After graduating from the University of Manitoba, Riley would go on to win consecutive Senior Men’s National Championships in 1979 and 1980. In addition to the Senior Men’s Championship in 1980, Riley was the captain of the Canadian Olympic team (that unfortunately did not play due to the boycott of the Moscow Games) and also played professionally in Argentina.

Even after his playing career ended, Riley’s excellence in basketball continued as he focused his attention to coaching. Riley was the head coach of the University of Manitoba Bisons from 1980 to 1983 and then head coach at Miles Macdonell where he would lead his team to two provincial AAAA championships.
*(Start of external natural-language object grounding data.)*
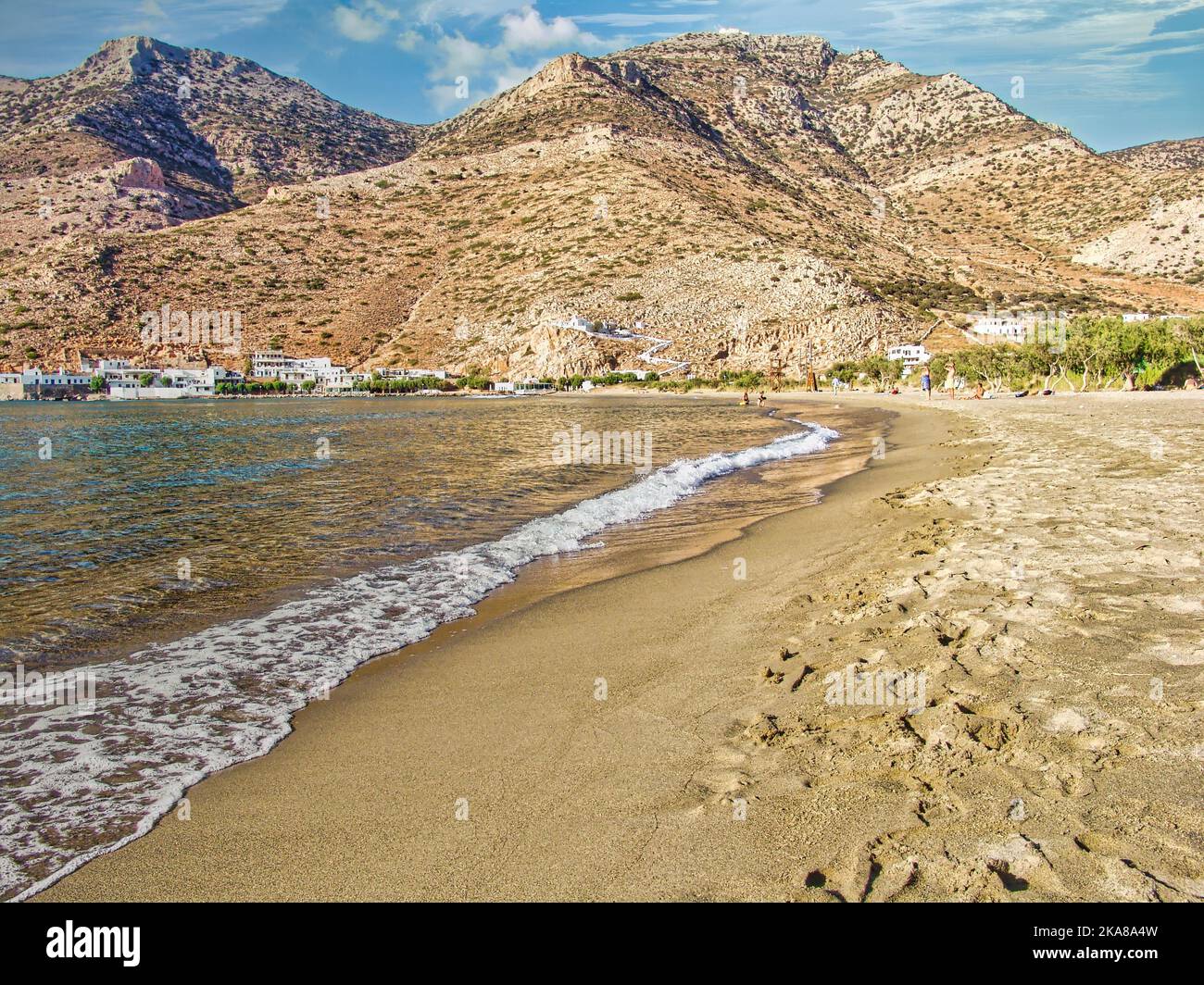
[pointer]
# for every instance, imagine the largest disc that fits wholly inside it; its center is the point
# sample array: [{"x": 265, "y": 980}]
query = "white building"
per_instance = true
[
  {"x": 35, "y": 377},
  {"x": 911, "y": 355},
  {"x": 1010, "y": 329},
  {"x": 276, "y": 365},
  {"x": 396, "y": 372}
]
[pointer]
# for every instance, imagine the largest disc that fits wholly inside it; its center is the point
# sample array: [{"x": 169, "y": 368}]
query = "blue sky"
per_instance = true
[{"x": 1118, "y": 72}]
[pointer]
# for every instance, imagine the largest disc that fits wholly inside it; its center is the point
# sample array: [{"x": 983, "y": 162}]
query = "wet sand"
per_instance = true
[{"x": 665, "y": 733}]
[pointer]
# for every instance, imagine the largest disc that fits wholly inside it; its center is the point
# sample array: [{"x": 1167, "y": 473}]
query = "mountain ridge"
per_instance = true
[{"x": 750, "y": 197}]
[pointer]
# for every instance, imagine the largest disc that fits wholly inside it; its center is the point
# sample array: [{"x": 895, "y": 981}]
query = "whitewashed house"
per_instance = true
[{"x": 910, "y": 355}]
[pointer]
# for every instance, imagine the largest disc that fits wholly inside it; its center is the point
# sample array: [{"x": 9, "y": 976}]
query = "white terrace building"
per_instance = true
[
  {"x": 910, "y": 355},
  {"x": 276, "y": 365}
]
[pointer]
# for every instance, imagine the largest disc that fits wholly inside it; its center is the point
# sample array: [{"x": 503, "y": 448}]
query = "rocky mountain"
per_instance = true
[
  {"x": 746, "y": 197},
  {"x": 193, "y": 134},
  {"x": 1163, "y": 156}
]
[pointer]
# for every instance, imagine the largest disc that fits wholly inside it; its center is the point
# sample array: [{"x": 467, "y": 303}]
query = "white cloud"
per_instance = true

Riley’s most recent endeavour is running the Winnipeg Wolves, a basketball club that he founded.

Dale Bradshaw

Simply put, the basketball landscape in Canada would not be the same were it not for Dale Bradshaw’s consistent dedication to the sport. For over 40 years, “the Dean” has contributed to the development of basketball players in a wide range of roles including coach, mentor, author and instructor.

From a coaching standpoint, few are as decorated as Bradshaw. His list of accomplishments is highlighted by five AAAA Championships with the Dakota Collegiate Varsity Boys, nine medals from Western and National Championships and two stints as Assistant Coach of the Canadian National Men’s Team. Away from the court, Bradshaw has shared his knowledge of the game while serving as President of the Manitoba Basketball Coaches Association and by authoring a series of textbooks titled “Team Concepts in Basketball”.

1973 Sisler Spartans

In all the years before them and the 38 years since, there has never been a high school basketball team in Manitoba like the 1973 Varsity Boys Sisler Spartans. Led by coach Gary Grubert and future collegiate and international-star Martin Riley, the 1973 Sisler Spartans enjoyed a perfect season of 38 wins and no losses. In addition to Riley, the team was stacked with several players who would go on to enjoy successful collegiate and coaching careers.

From Bradshaw to Pangos, from past greats to future stars there is so much that has and will shape the Canadia basketball landscape. As March passes and another basketball season comes to a close in Canada we can look back at a storied history and relish the moments to come.